Other no-shows in Tuesday’s nominations include directors Peter Jackson and Phillip Noyce, along with such thesps as Leonardo DiCaprio, Richard Gere, Dennis Quaid and “The Hours”‘ Meryl Streep; and scripters Alexander Payne & Jim Taylor (“About Schmidt”).
Future generations inevitably will express surprise at some possibilities that were shut out or under-represented in Tuesday’s lineup. But it may be the flood of good pictures or the fact that some really terrific work wasn’t seen by enough voters. As one Academy voter said, “This is the first year I can remember in ages when there were more than enough contenders for every category.”
Among the other films without any nominations Tuesday were Disney’s “Signs” and “25th Hour”; Miramax’s “Confessions of a Dangerous Mind”; MGM/UA’s “Nicholas Nickleby”; Paramount’s “Changing Lanes” and “Narc”; Sony/Revolution’s “Punch-Drunk Love”; USA Films’ swan song, “Monsoon Wedding”; and Warner Bros.’ “Insomnia,” “Divine Secrets of the Ya-Ya Sisterhood” and “White Oleander.”
Many indie pics had hoped to emulate the success last year of “Monster’s Ball,” but they didn’t make the cut. Among them: “Max,” “Roger Dodger,” “Secretary” and “Sonny.”
The foreign-language race was crowded with worthy contenders that didn’t make the grade. A record-breaking 54 countries made official submissions. Among high-profile pics that failed to make the final five were Brazil’s “City of God,” France’s “8 Women,” India’s “Devdas,” Italy’s “Pinocchio,” Russia’s “House of Fools,” Spain’s “Los lunes al sol” and a trio of countries with first-time entries: Afghanistan (news – web sites) (“FireDancer”), Bangladesh (“The Clay Bird”) and Chad (“Abouna”).

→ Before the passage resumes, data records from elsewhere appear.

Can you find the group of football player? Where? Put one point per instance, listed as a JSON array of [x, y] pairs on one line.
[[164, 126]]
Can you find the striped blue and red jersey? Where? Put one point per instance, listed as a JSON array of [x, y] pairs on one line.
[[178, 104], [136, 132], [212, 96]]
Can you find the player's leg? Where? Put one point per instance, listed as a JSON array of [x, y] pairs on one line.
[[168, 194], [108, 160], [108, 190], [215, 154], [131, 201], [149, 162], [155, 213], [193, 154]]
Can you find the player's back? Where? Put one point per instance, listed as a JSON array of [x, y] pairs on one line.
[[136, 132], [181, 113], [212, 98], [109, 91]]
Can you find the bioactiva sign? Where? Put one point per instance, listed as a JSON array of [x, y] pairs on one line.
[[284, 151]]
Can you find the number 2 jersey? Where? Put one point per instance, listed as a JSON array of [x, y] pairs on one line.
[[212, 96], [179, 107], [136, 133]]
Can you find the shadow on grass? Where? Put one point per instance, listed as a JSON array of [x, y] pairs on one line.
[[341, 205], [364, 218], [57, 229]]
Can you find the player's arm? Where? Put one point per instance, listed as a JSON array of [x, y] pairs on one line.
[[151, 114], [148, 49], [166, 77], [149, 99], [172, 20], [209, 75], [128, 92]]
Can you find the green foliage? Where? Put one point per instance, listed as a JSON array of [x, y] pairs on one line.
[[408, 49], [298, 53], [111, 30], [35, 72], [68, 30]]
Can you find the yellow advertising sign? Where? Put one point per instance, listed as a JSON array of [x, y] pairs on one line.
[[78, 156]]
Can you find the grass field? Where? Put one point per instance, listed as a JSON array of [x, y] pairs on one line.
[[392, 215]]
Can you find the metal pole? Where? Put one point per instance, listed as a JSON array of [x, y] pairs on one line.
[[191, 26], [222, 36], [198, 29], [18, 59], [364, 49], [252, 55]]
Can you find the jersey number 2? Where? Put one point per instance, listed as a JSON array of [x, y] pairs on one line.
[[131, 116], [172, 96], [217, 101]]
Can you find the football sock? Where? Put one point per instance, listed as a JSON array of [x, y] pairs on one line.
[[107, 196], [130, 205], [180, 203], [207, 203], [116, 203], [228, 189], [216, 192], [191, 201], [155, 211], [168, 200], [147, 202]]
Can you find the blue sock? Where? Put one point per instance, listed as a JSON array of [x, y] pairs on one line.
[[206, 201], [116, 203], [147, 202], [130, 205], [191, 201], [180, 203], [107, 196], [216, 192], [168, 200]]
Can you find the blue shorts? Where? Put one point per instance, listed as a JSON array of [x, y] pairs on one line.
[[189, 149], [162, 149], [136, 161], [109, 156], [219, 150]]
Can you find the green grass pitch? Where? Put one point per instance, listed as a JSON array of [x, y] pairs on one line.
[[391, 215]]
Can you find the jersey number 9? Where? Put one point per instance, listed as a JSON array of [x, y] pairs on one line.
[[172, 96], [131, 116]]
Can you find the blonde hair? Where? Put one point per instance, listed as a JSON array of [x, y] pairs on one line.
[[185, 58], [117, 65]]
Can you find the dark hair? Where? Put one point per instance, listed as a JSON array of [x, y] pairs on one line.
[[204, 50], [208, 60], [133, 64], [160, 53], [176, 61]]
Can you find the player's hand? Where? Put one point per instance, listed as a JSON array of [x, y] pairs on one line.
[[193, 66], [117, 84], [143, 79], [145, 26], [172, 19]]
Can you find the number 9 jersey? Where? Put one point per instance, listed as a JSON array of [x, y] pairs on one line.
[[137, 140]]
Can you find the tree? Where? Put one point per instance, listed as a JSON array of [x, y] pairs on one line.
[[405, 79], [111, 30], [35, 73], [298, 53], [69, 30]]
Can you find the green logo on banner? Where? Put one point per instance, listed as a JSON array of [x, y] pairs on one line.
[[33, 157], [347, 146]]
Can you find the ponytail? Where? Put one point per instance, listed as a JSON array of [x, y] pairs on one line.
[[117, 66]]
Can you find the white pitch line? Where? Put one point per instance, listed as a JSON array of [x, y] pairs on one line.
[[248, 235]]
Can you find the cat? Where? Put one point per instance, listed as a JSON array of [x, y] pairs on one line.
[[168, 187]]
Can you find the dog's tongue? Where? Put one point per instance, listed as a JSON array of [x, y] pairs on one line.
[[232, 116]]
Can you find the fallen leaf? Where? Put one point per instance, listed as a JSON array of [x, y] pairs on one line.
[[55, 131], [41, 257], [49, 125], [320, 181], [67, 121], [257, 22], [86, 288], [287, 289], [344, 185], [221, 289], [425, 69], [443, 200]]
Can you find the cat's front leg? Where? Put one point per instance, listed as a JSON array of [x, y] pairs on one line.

Missing documentaries included two well-reviewed looks at showbiz, “The Kid Stays in the Picture” and “Lost in La Mancha.”
The following received guild nominations but were left off Oscar’s list:
SAG: In addition to Golden Globe winner Gere (“Chicago”), SAG-nominated Alfred Molina (“Frida”), Quaid (“Far From Heaven”) and Michelle Pfeiffer (“White Oleander”) were overlooked.
DGA: Jackson (“Rings”) received a DGA nomination, but was replaced by Pedro Almodovar in the Oscar race.
WGA: Scripts for Michael Moore’s “Bowling for Columbine,” Antwone Fisher’s “Antwone Fisher” and Payne & Taylor’s “About Schmidt.”
Producers Guild: Sony’s “Adaptation,” IFC’s “My Big Fat Greek Wedding” and DreamWorks’ “Road to Perdition” are contenders for the PGA’s best pic trophy.
Ah, well. Somebody’s got to come in sixth.